Wind blew through the leaves of the trees and across his face, whispering a mournful sound that reflected the sad state he now found himself in.

He had no idea how to deal with his swirl of feelings.

Minutes ticked by while Michael berated himself for placing that ad in the first place. For not going out to meet her. For falling in love with a fantasy. If he hadn’t done that, then none of this would have happened. “Lord, I know I did this to myself, but what am I going to do about Selina? She’s a woman who is the complete opposite of everything I ever dreamed of. Imagined. Prayed for. She’s a woman—” He stopped and sighed.

Selina was a woman. That much was obvious when the blanket had fallen from her shoulders. Through her thin nightgown, he could see the outline of her womanly curves, curves that would be the envy of most women. Yet the way she dressed did nothing to show her femininity.

He sighed heavily and scratched his neck.

“Lord, You know I’ve been talking to You for eleven years, asking You for a woman like Rainee. Why would You send me someone like Selina? Why? Please, help me to understand.”

He listened for that still, small voice, but the only sounds he heard were coyotes howling in the distance, frogs calling out into the darkness and an owl hooting somewhere off in the trees.

Selina stepped up to the door in time to hear Michael ask why God had sent him someone like her. Her heart broke knowing she was causing Michael so much pain and heartbreak. But there was nothing she could do about it. Still, it hurt something fierce that he didn’t want her. Her dreams of them becoming truly hitched disappeared like smoke in the wind.

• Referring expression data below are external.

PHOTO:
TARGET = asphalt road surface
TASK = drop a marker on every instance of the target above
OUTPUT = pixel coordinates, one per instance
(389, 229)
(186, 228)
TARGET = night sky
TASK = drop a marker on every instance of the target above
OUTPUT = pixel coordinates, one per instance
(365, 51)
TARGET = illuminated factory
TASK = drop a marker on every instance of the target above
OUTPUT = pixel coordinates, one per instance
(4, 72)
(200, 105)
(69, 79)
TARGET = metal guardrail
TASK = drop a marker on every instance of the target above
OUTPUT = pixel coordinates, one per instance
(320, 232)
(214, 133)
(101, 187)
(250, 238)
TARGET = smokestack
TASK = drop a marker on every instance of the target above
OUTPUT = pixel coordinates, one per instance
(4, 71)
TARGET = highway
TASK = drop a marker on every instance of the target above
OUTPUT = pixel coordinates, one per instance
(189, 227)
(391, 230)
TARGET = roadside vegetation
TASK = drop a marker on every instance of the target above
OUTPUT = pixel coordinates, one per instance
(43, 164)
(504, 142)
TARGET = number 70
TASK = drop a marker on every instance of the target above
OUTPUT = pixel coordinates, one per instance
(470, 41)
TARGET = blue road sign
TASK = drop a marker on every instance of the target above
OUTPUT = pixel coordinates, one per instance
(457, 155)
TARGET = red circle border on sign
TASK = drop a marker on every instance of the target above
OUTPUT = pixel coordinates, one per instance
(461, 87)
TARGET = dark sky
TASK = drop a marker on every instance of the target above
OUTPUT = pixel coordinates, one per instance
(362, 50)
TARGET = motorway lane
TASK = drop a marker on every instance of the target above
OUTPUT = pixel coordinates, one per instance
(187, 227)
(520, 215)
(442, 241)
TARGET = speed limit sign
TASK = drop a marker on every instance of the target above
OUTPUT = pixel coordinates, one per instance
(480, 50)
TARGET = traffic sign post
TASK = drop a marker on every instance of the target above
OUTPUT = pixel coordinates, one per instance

Careful not to make a sound, she backed away from the screen door and hightailed it back upstairs and into her bed. Not one normally given to crying, she buried her head into her pillow, soaking it with her tears. Something akin to bear claws tore at her heart, shredding it to pieces.

Being in love with a man who didn’t love her back hurt something fierce. Living with him every day was going to be the hardest thing she’d ever come up against. “Lord, give me the grace I need to survive. And I’d be right beholden to You, iffen You’d ease this awful pain in my heart and in Michael’s, too.”

After a few hours of fitful sleep, Selina lit the lantern next to her bed and slid into her garments. She grabbed the lantern in one hand and her boots and stockings in the other and crept down the steps and into the kitchen.

Careful not to make any noise, she made her way down the cellar ladder and cut off a slab of bacon and fetched a couple of eggs before she commenced to fixing breakfast. Coffee, bacon, eggs and fresh flapjack scents made her stomach growl.